Doyle leavens this melancholy tone with the rapid-fire Dublin humor familiar to us from his novels “The Commitments,” “The Van” and “The Snapper.” But we are reminded that Doyle’s fiction, whatever the intended age level, is never entirely sunny and that childhood bereavement is a perennial subject. “Paddy Clarke Ha Ha Ha,” for example, has a dead mother in its opening page, an abused one at its conclusion and plenty of suffering in between.

Kindness, however, not cruelty pervades “A Greyhound of a Girl” as the narrative shuttles back and forth in time from Mary’s modern Dublin, wonderfully evoked, to her mother’s and grandmother’s less hurried rural past.

Mary is not so sure about the strange woman whose clothes and speech recall a pre-modern Ireland and whose body seems weirdly insubstantial. “It was like a television screen in sunlight. The woman’s dress, all of the woman, had faded, become colorless.
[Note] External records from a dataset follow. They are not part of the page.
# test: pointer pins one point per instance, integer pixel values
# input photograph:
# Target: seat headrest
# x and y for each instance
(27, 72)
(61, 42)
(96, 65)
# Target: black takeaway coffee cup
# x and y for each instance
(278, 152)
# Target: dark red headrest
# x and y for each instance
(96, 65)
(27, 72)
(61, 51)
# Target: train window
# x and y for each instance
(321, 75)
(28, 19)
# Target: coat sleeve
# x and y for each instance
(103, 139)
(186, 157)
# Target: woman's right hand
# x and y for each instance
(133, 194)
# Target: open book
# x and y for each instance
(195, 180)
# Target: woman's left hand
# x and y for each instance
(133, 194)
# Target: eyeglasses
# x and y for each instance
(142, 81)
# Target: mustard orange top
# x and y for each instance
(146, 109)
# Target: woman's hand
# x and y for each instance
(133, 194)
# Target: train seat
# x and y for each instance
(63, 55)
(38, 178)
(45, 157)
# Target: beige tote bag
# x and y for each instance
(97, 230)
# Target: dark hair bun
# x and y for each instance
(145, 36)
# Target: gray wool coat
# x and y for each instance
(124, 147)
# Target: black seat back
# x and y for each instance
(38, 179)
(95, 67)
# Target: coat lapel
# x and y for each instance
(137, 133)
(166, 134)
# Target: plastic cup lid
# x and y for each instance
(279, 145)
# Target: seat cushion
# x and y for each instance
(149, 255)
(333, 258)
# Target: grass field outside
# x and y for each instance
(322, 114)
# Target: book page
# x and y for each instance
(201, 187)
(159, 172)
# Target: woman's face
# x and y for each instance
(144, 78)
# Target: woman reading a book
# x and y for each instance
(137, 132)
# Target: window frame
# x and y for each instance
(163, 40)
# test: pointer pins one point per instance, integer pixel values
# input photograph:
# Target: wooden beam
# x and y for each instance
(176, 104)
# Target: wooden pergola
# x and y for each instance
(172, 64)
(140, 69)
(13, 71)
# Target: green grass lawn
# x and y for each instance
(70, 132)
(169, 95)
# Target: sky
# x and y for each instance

Then, quickly, as if a curtain had been closed to block the light . . . the woman and her colors were sharp again.” The stranger is, of course, Mary’s great-grandmother, who died in 1928 but has been watching over her own daughter ever since.

‘A Greyhound of a Girl’ by Roddy Doyle. (Amulet)

At the heart of this affecting novel is a journey that Mary and the three women — two living and one dead — make from the city to the country, from the present to the past, and to the mysterious hinterlands of memory and longing.